Open Access Presentation + Paper
4 October 2023 High-speed image reconstruction for super-resolution structured illumination microscopy using facile optimization and conversion of reconstruction code in the GPU environment
Kwangsung Oh, Piero R. Bianco
Author Affiliations +
Proceedings Volume 12746, SPIE-CLP Conference on Advanced Photonics 2023; 1274606 (2023) https://doi.org/10.1117/12.2689967
Event: SPIE-CLP Conference on Advanced Photonics, 2023, San Diego, California, United States
Abstract
Super-resolution, structured illumination microscopy (SIM) is an ideal modality for imaging live cells due to its relatively high speed and low photon-induced damage to the cells. SIM consists of two generic components: (i) sample illumination by a sinusoidal pattern and (ii) computational reconstruction of a super-resolution image. The rate-limiting step in observing a super-resolution image in SIM is the reconstruction speed of the algorithm required to form a single image from as many as nine raw images. These reconstruction algorithms impose a significant computing burden due to a complex workflow and a large number of calculations requiring 10-300 seconds per image nullifying real-time imaging. In this mini-review, we show how the approaches we developed to improve Hessian-SIM algorithm reconstruction speed can be used to improve other SIM image reconstruction algorithms. These approaches, which included code improvement, conversion to the GPU environment, and use of cost-effective high-performance computers produce up to 500-fold increases in image reconstruction speed.
Conference Presentation

1.

INTRODUCTION

Super-resolution, structured illumination microscopy (SIM) is an ideal modality for imaging live cells due to its relatively high speed and low photon-induced damage to the cells in comparison to other super-resolution fluorescence microscopy techniques [2, 3]. Structured illumination microscopy and its variants thereof are based on the original wide-field design of Gustafsson [4]. SIM consists of two generic components: (i) sample illumination by a sinusoidal pattern and (ii), computational reconstruction of a super-resolution image [5]. Over the years, intensive research has focused on improving the hardware, the means of sample illumination, the algorithms to reconstruct images, and approaches to increase algorithm reconstruction speed [6-10]. The overarching goal of these combined efforts is to produce an imaging modality that produces super-resolution images in real-time with minimal artifacts [3, 11-14].

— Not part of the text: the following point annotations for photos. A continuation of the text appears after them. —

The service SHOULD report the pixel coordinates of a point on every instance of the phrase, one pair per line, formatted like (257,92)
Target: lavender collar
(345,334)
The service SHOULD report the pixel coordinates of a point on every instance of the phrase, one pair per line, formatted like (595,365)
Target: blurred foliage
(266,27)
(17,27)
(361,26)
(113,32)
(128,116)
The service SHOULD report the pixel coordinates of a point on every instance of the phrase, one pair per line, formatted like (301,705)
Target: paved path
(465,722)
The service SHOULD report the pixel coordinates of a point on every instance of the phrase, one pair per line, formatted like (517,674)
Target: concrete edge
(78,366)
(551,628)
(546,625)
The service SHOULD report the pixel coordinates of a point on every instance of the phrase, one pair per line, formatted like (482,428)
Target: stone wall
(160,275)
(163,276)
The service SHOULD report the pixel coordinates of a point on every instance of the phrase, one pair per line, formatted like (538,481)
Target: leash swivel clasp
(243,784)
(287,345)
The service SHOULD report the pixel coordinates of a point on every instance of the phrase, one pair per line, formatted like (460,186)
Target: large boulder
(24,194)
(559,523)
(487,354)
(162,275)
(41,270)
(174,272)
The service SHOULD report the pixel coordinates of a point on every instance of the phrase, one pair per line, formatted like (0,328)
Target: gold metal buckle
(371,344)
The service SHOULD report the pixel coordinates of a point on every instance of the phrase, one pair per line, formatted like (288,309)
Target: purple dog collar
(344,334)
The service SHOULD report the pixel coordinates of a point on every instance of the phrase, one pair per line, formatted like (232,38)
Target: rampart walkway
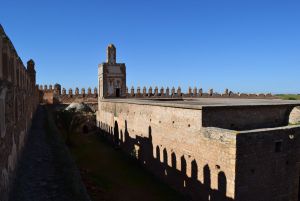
(44,172)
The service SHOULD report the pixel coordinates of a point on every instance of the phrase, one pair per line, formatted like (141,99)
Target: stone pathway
(40,176)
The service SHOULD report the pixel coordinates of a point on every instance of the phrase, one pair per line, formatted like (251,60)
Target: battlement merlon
(112,76)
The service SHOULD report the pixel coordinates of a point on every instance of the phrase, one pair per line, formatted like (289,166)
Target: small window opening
(278,147)
(85,129)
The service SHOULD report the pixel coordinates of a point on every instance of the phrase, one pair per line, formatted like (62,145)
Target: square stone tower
(111,76)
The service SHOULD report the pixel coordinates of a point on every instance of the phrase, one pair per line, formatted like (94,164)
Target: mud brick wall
(19,98)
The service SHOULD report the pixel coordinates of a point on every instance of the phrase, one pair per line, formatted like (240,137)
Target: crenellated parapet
(190,93)
(19,98)
(58,94)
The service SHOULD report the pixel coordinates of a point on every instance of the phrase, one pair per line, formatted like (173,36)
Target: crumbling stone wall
(268,164)
(56,95)
(171,143)
(205,162)
(18,102)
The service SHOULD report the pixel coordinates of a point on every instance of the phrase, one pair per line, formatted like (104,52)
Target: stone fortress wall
(19,97)
(208,148)
(191,93)
(56,95)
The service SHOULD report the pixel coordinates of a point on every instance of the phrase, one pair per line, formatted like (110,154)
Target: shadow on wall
(142,149)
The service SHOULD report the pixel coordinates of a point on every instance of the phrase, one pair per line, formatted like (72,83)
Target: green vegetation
(63,160)
(110,174)
(289,96)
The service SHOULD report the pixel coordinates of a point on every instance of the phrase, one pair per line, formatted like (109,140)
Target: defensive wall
(208,148)
(191,93)
(19,97)
(56,95)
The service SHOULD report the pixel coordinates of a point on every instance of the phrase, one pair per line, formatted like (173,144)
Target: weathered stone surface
(19,98)
(295,116)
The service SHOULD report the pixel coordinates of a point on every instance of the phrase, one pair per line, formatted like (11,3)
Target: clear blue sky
(243,45)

Often the rate-limiting step in observing a super-resolution image in SIM is the reconstruction speed of the algorithm required to form a single image from as many as nine raw images [15, 16]. The speed of execution can be limited by either the code of the algorithms themselves or the computer hardware. Most widely used approaches perform a Fourier transform of the captured images, then perform calculations in Fourier space and once this is done, an inverse Fourier transform is done to produce the super-resolution image. These reconstruction algorithms impose a significant computing burden due to a complex workflow and a large number of calculations to produce the final image [17, 18]. This requires several seconds (10-300 per image) which essentially nullifies real-time imaging [8, 19]. In addition, image reconstruction calculations must be performed with great care as artifacts can be introduced into the final images and this is further complicated by the motion of the cell or organelles during imaging [12, 17, 18, 20-22]. Finally, careful selection of hardware components must be done as these too can be rate limiting in algorithm execution.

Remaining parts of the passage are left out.